She's still sneezing but doesn't seem to be getting worse or getting any other symptoms. Wikipedia says that citrus seed extract is the same and I've already opened it, it wasn't cheap either $30 and can't find any GSE anywhere else. I'm going to order some of the other stuff from Amazon but use this until i get it. I wanted to get something locally because last time i order some melatonin for my ferret with adrenal disease to assist the hormonal implant but she died 3 days after the order and it took three months for us to get it here in Australia. But hopefully the citrus seed extract and honey will do some good while we wait. I've also bought her some oregano and coriander to go with the parsley. I'm having trouble getting her to take the CSE though as first she just licked it straight of the syringe, then she wouldn't touch it, I started putting it on a parsley left and that worked for about a day and a half. But now she just keeps trying to wipe it off her hands. Oh and I've mixed it with organic apple baby food. But she still seems healthy, active and eating normally apart from the sneezing.


----------



## Gannyaan (Dec 7, 2012)

In general, with myself and animals, i try natural remedies. If i don't see some improvement in a week, and get completely better in like 3 weeks, I go to conventional meds. To each their own, but just keep an eye on her since rats are tiny and can get sicker quickly.... ( but hopefully she gets better quickly and not sicker) 


Sent from Petguide.com Free App


----------



## trematode (Sep 8, 2012)

I also wanted to comment on the fact that you seem to be against antibiotics. My vet explained to me the reason why he wanted to get my girls on antibiotics when they had their first URIs. First of all, rats cannot tell us what their symptoms are. What appears to be mild sneezing could be harmless allergies or the beginning of something serious like pneumonia. I know you would likely get to the doctor and get on antibiotics before that happens. By not taking your rat to a vet when symptoms persist or get worse, you risk the worst happening. Also, since rats have a very short lifespan, the chances of them resistant or having problems is slim while the chances of a disease getting exponentially worse is great. Vet bills will get exponentially bigger as well.

As for remedies, putting them in the bathroom and running the shower on hot for 10-15 minutes to build up the steam helps with dry coughs. If the cough is wet, steam should be avoided because it will make the issue worse. Vet said that a wet cough may be a sign.


----------



## drownsoda (Mar 8, 2013)

*Sneezing*

OP, first of all, I just have to mention... in your main post you say something along the lines of coco nibs possibly being "better" than dark chocolate since they lack the fat, sugar and "dairy"... This caught my eye because as someone whose been living with a strict vegan for almost 10 years now(I'm a vegetarian with a bit of a dairy aversion myself so I guess I can't really blame the bf completely, lol) I can tell you that your dark chocolate should not contain dairy.
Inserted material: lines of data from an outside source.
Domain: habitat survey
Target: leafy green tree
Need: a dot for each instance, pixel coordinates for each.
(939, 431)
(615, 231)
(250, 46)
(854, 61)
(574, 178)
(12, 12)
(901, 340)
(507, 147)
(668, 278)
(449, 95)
If yours does, you're buying something that has been either falsely advertised or it's EXTREMELY poor in quality and you're likely to gain no benefit from eating it. 

Alright, now...*

DISCLAIMER: *Since I'm fairly new to being a rat-mommy please be aware that others will likely know better than me. Although my post will likely provide a bit of a starting point for your research, in my opinion it would be best to look into/make your own decisions about these treatments since you're the one who knows your/your rats' situation best! Although I've had experience with both rats and an interest in herbalism throughout my life, it's actually only been about 2 - 3 weeksish that I've been interested in combining the 2. 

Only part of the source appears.